You might try wetting the wood to soften it up a bit, this will help to offset the brittleness that causes the tear out. I know it works on end grain and it might work just as well on the long grain. If you use water just be sure and use a blow dryer to remove the moisture from the tool when you are finished. You can also use mineral spirits and eliminate the risk of rust on your hand plane. The moisture both tightens and softens the wood which will prevent the fibers from breaking off ahead of the cutting iron.


----------



## CharlesA (Jun 24, 2013)

Tim for the win! I was pretty sure the blade was sharp enough (could always be sharper, but I had pretty carefully sharpened it recently). And I had just adjusted the chipbreaker much closer to edge just last week, so I was pretty confident of that.

I moved the frog forward as far as it would go. Made no other changes, and a cut of piece from that same board that had the same swirly grain pattern and a knot in the middle. No digging into the wood. In the part with the swirly grain, the wood was noticeably rougher, meaning that I would need to take different angles, etc., to smooth it, but it didn't dig in one time. It was at least as tough to plane as the other piece-worse with the big knot.

I find it stunning that this tiny adjustment would make that much difference, but it did.

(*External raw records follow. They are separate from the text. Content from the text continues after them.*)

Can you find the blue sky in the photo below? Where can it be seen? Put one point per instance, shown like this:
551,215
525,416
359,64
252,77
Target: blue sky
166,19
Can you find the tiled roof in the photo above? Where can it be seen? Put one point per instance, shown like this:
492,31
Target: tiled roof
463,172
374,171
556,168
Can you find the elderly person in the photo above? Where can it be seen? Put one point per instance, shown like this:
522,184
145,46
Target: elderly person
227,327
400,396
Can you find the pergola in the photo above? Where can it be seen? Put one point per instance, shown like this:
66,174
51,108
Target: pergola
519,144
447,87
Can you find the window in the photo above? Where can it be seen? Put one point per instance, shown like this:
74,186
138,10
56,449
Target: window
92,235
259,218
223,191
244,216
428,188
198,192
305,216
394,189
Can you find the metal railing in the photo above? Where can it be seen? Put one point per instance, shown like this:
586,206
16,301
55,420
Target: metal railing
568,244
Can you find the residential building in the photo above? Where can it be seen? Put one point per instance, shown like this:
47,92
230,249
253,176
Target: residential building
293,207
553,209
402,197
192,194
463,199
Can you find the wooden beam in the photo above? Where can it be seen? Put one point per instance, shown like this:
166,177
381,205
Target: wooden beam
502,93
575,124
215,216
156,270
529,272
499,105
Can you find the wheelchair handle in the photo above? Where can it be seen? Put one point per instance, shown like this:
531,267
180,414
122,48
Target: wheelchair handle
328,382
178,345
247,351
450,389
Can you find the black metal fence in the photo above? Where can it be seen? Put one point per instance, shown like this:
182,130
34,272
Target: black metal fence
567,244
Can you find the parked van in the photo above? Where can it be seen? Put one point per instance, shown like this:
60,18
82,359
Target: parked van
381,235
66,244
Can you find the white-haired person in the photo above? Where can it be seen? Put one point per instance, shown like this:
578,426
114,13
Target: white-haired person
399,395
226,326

This wood is so stubborn that I broke off the hook on my bench hook when trying to flatten with a fore plane!

Thanks everyone.


----------



## CharlesA (Jun 24, 2013)

Ok. I have a confession to make. I checked my blade today, and while it was sharp, it was more like a 9 on a scale of 10 sharp. I polished it on a leather strop to a wickedly sharp edge, and that made it all the more easier.


----------